Pita: Carousel

Je ne manque jamais de rencontrer Aniceto et Daniel Pita lorsque j'effectue un déplacement à Barcelone. D'ailleurs, la visite de la boutique et de l'atelier situés au 223 de l'avenue Meridiana est indispensable pour tout amoureux de l'horlogerie indépendante. Elle permet d'appréhender et de comprendre ce qu'est le travail quotidien d'un horloger comme Aniceto Pita, dont la créativité et l'imagination permettent de compenser l'absence de moyens et de faire face à de multiples contraintes.

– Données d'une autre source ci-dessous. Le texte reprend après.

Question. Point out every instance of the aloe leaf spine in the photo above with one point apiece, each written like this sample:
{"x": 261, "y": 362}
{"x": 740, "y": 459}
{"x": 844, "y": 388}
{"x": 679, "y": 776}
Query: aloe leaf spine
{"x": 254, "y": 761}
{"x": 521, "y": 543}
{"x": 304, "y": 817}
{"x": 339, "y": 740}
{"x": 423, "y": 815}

Une montre Pita se reconnaît au premier coup d'oeil et c'est peut-être la plus belle réussite d'Aniceto Pita. Chaque pièce se distingue par un affichage du temps particulier et par un rendu artisanal qui lui donnent beaucoup de charme. Les imperfections sont palpables mais le propriétaire de la montre a véritablement la sensation de porter un objet fabriqué en toute petite série et qui est le résultat d'une démarche personnelle et sincère.


L'acquisition d'une machine à commande numérique l'année dernière peut être considérée comme une étape décisive dans le développement de la marque d'Aniceto Pita. Cette machine, qui a nécessité plusieurs mois de formation afin de maîtriser son potentiel, apporte en effet beaucoup de flexibilité. Elle permet ainsi d'accélérer la fabrication des prototypes ce qui facilite grandement l'activité de développement. Elle donne également la possibilité de personnaliser plus facilement les montres grâce à un choix élargi de matériaux et à des délais de fabrication raccourcis. La nouvelle Carousel, peut-être la montre la plus représentative du style de Pita, est l'aboutissement de cette capacité de production améliorée. Les clients ont ainsi la possibilité de choisir le matériau du boîtier parmi 5 (or, acier, platine, titane et bronze) sans oublier les multiples cadrans disponibles (blanc, noir, crème, laqué ou en émail) et la couleur de l'aiguille.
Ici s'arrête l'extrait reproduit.